Monday, February 15, 2010


Each garden room should have a cone shaped evergreen. Bringing eyes to the sky.
Honestly, dahlings, I don't make this stuff up.
More honestly. It was the hardest rule to get right. Done correctly cone shaped evergreens appear serendipitous. Lagniappes.
Ha.................! Anything but.
Cone shapes, mostly, are inherent in what you've already designed. If not, they're balanced symmetrically/asymmetrically with house or trees or garden room or, or, or.
They will feel right.
Study pics of landscapes using cone shaped evergreens correctly. Study-study-study. It took me years to get this right.
Garden & Be Well, XO Tara
Pic taken in my garden last Thursday. The cone? 2 Italian cypress planted with rootballs touching, beginning in 1 gallon pots. (Proof I'm patient, ha.) Songbirds love nesting in these cypress.
Studying cone use in Italy it's obvious their style won't work in USA. Why? Don't know. Whenever I see a USA landscape copying an Italian landscape with lots of cones they look stupid. Hmm? Anyone know why?


Pamela Terry and Edward said...

I've loved the photographs of your garden in the snow. Pure magic. And you are so right about the cones.

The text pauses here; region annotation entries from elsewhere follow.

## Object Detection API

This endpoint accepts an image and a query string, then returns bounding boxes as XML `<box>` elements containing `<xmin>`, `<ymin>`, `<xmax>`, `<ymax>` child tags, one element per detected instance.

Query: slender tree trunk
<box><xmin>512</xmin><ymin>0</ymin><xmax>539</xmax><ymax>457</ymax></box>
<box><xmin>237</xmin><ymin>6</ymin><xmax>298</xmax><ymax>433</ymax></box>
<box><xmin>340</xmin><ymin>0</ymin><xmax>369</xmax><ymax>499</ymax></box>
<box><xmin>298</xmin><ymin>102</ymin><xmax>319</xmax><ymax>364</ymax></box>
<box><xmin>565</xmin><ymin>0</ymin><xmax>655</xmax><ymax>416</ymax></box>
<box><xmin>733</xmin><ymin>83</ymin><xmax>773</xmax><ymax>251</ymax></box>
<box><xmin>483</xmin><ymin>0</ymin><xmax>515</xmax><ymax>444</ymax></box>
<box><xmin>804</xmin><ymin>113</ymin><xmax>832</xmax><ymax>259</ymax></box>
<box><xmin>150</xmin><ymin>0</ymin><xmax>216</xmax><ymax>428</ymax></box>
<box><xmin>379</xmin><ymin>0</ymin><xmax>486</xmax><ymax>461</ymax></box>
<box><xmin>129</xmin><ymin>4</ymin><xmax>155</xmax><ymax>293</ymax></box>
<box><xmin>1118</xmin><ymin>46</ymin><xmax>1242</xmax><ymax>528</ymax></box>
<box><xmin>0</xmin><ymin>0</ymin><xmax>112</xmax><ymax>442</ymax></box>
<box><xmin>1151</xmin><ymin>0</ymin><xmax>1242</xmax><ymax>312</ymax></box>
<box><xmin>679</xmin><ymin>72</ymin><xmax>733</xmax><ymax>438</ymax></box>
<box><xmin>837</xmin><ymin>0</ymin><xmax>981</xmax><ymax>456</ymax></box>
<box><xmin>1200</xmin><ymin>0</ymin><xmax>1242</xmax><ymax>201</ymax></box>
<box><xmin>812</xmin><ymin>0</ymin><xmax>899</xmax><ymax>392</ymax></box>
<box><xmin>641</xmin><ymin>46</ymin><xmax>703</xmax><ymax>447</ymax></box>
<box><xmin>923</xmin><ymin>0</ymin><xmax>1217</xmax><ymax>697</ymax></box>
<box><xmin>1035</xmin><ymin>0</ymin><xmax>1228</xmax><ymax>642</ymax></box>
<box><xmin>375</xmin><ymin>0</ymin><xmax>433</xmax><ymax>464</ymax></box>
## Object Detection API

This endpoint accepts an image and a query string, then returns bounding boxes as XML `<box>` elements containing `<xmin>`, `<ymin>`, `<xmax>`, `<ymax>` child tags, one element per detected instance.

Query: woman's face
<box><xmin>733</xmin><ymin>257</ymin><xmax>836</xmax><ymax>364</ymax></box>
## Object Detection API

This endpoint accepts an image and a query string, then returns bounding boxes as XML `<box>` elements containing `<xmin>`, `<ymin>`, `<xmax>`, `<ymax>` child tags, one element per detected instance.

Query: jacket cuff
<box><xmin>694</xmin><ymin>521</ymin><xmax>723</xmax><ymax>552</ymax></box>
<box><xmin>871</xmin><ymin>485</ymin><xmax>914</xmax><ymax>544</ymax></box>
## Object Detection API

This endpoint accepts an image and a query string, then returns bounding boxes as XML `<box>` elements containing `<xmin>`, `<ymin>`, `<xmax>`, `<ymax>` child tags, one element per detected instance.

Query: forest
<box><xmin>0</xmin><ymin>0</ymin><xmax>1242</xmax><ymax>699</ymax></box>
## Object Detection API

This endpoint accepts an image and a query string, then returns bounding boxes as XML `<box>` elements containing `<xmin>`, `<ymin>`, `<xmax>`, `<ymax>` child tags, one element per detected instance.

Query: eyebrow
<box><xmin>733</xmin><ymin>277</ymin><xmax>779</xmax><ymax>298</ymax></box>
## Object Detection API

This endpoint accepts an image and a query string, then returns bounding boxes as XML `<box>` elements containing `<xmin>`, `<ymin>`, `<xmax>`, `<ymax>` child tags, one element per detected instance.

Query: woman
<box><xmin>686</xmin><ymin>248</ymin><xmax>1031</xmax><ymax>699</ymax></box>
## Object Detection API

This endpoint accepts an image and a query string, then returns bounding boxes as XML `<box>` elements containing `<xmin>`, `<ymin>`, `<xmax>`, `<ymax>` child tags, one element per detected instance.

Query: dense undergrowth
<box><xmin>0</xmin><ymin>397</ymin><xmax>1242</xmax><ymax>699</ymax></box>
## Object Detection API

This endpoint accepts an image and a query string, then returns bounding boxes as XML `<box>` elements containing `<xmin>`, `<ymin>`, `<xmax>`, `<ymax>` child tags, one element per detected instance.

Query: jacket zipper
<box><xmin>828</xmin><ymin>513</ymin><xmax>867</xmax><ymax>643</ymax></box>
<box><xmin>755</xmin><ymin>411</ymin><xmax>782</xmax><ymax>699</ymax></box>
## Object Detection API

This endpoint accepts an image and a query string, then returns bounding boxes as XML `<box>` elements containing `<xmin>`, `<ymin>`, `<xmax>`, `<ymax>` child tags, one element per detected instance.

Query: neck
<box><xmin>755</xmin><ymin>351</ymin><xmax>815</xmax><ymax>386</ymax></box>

Great for Christmas lights, too!

Mary Jo said...

I suspect that cone-shapes in the U.S.look out of place because we have no natural landscapes with narrow cones, whereas in Italy, the hillsides are dotted with cones so they feel "of the place". Same reason why white gravel driveways look so out of place in Vermont and natural in Naples, FL.

Queenplinker said...

That is beautiful!
I wish we could grow more of a choice of conifers in the South. We make do with magnolias. Just not the same in winter ;0)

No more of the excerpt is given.